裴松之2 石碑やめろ   

裴松之はいしょうし、常々世にオリジナル石碑が

ポンポン立てられ、

しかもそれが無駄に飾り立てられ、

事実に沿っていないことを憂慮していた。

なので上表している。


「石碑を立てたい、とか

 言い出す者は検閲しましょう。


 まず申請させ、文面を審査、

 オーケーであれば、初めて許可する。


 くだらぬ石碑、虚偽の石碑を排除し、

 顕彰に値する功績のみを、

 石碑には残しおくべきなのです」


この提言により、マイ石碑はことごとくが

撤去されるのだった。




松之以世立私碑,有乖事實,上表陳之,以為「諸欲立碑者,宜悉令言上,為朝議所許,然後聽之,庶可以防遏無征,顯彰茂實」。由是普斷。

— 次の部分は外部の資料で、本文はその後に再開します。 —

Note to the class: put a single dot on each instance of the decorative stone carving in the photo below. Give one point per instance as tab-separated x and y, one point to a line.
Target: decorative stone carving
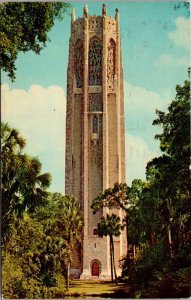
79	64
95	102
85	11
95	62
111	25
103	10
111	63
95	24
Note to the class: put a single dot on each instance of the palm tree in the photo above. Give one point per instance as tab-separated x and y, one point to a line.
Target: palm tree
110	226
23	186
69	225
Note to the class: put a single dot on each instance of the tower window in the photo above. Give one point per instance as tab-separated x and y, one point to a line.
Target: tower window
111	63
95	124
95	102
95	232
79	64
95	63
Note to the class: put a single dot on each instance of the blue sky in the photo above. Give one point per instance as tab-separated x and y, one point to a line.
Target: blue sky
155	52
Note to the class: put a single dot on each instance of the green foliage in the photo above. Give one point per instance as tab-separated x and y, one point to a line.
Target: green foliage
40	229
24	27
23	185
110	226
159	223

松之は世に私碑の立つるに、事實より乖れたるの有せるを以て、上表し之を陳べ、以為えらく「諸もろの碑を立てんと欲せる者、宜しく悉きに令し言上せしめ、朝議の許せる所と為らば、然る後に之を聽したるべし。庶くは以て征無きを防遏し、茂實なるを顯彰すべし」と。是の由にて普く斷たる。


(宋書64-12_政事)




おおっと桓玄かんげん一派によるメッセージを排除するための言論統制かな?(いきいきとしたツラで)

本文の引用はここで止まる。